Hooded Orioles are returning to San Diego County... Here's how to get ready!

March 2, 2020

I saw my first male Hooded Oriole return from migration to our area here in the foothills of San Diego, California this week!  Males are typically the first to arrive back from Mexico, which is a particularly common wintering spot for these orioles.

Hooded orioles are one of six species recorded in San Diego County by eBird, but by far the most common and probably the most popular because of their colorful antics. Rare oriole species include the Orchard, Baltimore and Streak-backed, while Bullock's (which inspired our logo) and Scott's orioles are more common at various times of the year. 

The Hooded and Bullock's orioles are the two most common species that breed in Southern California. Both are medium-size songbirds, about 8-inches long with slender bodies, long tail and a long, slightly curved beak. They belong to the same family as blackbirds, grackles and cowbirds.

If you plan to attract them to your backyard, there are a couple things you need to be aware of to be successful.  Keep in mind that these birds mainly eat insects, nectar and fruit, and will also visit hummingbird feeders and bird feeders for seeds, so they can sustain themselves on a wide array of foods available to them.  But like many creatures, they also like the path of least resistance.  So, start early and make it easy for them!

  1. Be sure your feeder is outside by end of February, no later than March 1st. This helps as they return to the area and decide where to nest, they may choose your vicinity since you have food already readily available for them and their future offspring.
  2. Use an orange colored oriole feeder made specifically for attracting and feeding orioles.
  3. For better results, put the feeder in view of some palm trees as this is where the Hooded orioles nest and spend quite a bit of their time. All orioles love native trees though, so being near some of their top choices will help.  This will depend on where you live, but elms, cottonwoods and sycamores are good options.
  4. I have found grape jelly or BirdBerry Jelly to be most effective for both Hooded Orioles & Scott’s Orioles here in Ramona. Orange slices are nice, but when given an option, they seem to choose the jelly or the nectar over the oranges.
  5. If you have the budget available, also get an oriole nectar feeder and hang close by still in view of the palm trees. I use a standard sugar water recipe that I also use for the Hummingbirds, which is 4-parts water to 1-part sugar. Please, no artificial coloring!
  6. It also helps to have fresh water available; a trickling fountain or bubbling bird bath will attract many species of birds to your yard. 
  7. Final note, if the bees take over your feeder, try putting the feeder in the shade as the bees prefer to feed in direct sunlight. The shade might help deter the bees. 

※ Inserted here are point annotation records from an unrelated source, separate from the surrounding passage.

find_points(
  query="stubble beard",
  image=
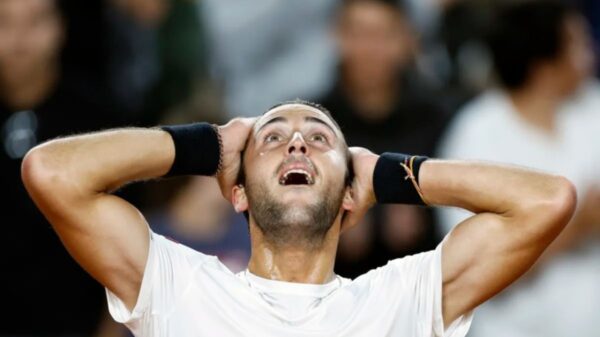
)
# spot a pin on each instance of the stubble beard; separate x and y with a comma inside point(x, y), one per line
point(293, 226)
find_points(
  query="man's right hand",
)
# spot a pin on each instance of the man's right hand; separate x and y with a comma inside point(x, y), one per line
point(234, 136)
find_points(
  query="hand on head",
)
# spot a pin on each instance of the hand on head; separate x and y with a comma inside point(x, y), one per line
point(235, 136)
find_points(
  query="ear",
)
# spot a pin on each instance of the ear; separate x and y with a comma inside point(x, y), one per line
point(239, 199)
point(348, 203)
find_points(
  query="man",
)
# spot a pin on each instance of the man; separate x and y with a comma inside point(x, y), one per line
point(294, 181)
point(525, 121)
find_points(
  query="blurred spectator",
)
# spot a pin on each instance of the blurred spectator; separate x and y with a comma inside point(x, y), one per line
point(45, 291)
point(542, 56)
point(157, 56)
point(269, 51)
point(380, 103)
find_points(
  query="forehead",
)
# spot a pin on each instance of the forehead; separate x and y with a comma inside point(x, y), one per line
point(294, 112)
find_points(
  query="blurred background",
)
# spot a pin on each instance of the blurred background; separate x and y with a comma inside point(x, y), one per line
point(510, 81)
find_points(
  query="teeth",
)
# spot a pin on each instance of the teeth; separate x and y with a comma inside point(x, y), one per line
point(309, 178)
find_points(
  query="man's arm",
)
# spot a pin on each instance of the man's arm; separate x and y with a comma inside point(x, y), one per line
point(518, 214)
point(71, 180)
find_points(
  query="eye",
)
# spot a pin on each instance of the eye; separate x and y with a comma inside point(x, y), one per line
point(319, 137)
point(272, 137)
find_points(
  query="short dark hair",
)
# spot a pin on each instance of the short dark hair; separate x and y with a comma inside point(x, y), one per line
point(241, 178)
point(524, 34)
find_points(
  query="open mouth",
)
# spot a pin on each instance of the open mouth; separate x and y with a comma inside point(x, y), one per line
point(296, 177)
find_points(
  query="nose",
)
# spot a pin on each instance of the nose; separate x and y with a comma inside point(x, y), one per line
point(297, 145)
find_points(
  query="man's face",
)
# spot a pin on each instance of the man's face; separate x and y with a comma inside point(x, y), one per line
point(295, 168)
point(30, 37)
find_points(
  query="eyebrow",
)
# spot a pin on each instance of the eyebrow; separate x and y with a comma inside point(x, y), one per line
point(307, 118)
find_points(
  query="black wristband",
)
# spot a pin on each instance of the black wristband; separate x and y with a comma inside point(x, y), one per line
point(197, 149)
point(395, 179)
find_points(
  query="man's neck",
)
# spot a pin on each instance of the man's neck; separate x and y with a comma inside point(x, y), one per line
point(30, 91)
point(292, 263)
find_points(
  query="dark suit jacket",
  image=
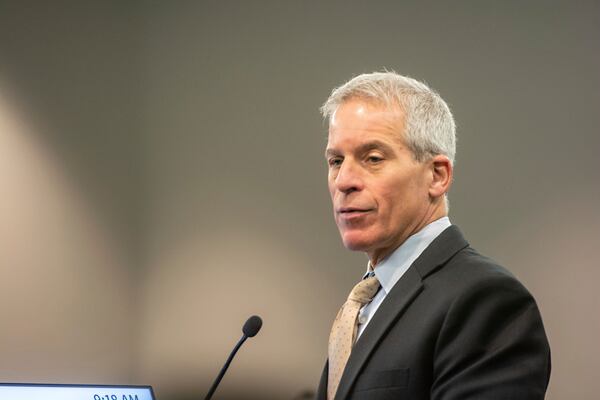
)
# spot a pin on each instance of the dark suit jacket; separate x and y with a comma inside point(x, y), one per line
point(456, 326)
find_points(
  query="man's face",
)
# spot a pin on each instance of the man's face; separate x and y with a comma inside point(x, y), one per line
point(380, 193)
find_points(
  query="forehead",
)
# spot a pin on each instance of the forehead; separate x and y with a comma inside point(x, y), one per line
point(358, 119)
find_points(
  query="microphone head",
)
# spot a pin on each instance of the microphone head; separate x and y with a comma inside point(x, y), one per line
point(252, 326)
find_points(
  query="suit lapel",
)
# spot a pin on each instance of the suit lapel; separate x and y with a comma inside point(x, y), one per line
point(448, 243)
point(390, 309)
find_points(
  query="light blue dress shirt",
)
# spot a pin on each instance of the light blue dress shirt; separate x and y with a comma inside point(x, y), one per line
point(390, 270)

I love the picture below as it had just finished raining and the oriole beat the Anna's Hummingbird to the feeder.  As you can see below, the Hummer is waiting in the wing for her turn at the feeder.

I took this picture below with my phone just to show how the placement of the feeders in view of the palm trees really helps.  I used this same placement last year and had Hooded and Scott's orioles at my feeders every day.  It was such an amazing treat!

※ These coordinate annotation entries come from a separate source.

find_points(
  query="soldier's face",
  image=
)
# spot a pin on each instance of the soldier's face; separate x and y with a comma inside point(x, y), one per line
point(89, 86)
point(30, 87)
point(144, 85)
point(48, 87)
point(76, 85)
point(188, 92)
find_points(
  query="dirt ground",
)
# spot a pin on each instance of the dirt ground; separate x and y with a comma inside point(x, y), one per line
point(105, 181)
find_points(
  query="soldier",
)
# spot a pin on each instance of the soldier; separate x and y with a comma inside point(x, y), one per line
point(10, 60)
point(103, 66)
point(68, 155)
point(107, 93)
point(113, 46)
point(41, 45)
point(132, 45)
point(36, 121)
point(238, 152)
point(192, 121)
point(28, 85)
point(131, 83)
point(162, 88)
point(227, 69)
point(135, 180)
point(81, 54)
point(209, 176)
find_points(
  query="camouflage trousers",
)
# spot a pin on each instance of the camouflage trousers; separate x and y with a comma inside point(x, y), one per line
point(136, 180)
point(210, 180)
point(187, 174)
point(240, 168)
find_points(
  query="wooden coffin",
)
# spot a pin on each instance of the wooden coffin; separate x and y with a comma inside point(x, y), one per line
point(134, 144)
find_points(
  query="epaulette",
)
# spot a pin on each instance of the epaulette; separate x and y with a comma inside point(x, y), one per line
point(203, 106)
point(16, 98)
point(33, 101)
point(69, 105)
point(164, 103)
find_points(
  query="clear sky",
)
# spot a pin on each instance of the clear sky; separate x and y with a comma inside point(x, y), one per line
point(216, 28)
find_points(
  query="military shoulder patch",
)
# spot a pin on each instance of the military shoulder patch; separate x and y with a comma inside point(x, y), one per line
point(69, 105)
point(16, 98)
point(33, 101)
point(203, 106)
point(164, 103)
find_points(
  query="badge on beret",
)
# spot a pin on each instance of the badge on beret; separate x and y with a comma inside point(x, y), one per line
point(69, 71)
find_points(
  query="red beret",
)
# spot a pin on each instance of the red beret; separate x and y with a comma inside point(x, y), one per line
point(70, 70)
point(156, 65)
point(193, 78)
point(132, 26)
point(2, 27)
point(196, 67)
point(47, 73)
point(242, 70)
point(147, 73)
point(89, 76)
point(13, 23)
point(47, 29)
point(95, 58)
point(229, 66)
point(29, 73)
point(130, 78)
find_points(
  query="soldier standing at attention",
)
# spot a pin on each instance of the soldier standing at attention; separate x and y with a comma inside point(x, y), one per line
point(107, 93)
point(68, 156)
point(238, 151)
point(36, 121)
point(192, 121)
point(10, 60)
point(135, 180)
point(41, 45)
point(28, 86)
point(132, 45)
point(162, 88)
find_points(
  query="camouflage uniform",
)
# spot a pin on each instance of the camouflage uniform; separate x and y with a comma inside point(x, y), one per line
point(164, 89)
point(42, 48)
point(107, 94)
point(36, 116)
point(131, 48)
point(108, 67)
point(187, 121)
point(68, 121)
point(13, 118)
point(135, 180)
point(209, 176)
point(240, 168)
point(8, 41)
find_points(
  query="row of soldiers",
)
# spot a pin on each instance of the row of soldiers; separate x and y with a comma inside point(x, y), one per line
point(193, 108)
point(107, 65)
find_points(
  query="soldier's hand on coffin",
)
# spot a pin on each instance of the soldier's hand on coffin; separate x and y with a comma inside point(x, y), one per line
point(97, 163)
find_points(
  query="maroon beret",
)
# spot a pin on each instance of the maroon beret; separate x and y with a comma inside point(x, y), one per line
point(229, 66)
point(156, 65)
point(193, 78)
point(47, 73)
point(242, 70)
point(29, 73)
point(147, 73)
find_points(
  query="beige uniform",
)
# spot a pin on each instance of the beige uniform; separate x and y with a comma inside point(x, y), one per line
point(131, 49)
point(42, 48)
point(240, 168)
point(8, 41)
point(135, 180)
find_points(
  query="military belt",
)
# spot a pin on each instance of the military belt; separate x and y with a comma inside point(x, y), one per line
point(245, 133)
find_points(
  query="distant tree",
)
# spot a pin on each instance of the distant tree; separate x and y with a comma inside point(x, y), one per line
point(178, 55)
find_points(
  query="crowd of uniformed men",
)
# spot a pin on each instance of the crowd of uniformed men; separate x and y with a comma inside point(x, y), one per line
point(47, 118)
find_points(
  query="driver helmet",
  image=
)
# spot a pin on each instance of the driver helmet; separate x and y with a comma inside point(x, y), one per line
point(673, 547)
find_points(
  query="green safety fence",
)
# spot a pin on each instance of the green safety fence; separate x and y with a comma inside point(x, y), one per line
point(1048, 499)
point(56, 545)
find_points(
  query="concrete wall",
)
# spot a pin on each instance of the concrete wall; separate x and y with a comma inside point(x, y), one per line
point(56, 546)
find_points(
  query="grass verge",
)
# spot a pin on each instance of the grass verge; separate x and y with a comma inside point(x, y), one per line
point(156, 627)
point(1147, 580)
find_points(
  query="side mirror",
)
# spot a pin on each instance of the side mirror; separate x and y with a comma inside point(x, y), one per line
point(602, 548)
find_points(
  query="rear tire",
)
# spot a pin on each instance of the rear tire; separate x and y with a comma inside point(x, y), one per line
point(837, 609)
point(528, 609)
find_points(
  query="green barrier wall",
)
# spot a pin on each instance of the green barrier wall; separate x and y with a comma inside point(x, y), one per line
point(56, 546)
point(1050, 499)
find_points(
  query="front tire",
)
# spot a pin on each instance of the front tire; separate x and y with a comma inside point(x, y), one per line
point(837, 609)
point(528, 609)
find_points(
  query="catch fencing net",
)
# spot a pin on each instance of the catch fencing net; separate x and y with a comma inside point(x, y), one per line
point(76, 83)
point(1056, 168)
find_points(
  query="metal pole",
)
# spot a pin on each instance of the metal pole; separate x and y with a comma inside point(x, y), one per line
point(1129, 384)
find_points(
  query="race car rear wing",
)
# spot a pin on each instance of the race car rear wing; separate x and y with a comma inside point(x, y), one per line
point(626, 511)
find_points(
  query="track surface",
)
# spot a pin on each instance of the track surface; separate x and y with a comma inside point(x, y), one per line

And, on a final note, I was just so excited to see these guys return on March 2nd, 2020 that I had to look up what it meant to spot the first oriole of the year.  Here's what I found…

Derived from the Latin word meaning "gold", the Oriole is the symbol of approaching summer and sunshine.  An Oriole totem reflects this symbolism bringing sunshine (or positive changes) to your life.
WHO DOESN’T LOVE POSITIVE CHANGE?  So, get those feeders out and
get ready for some sunshine, joy and positivity!!!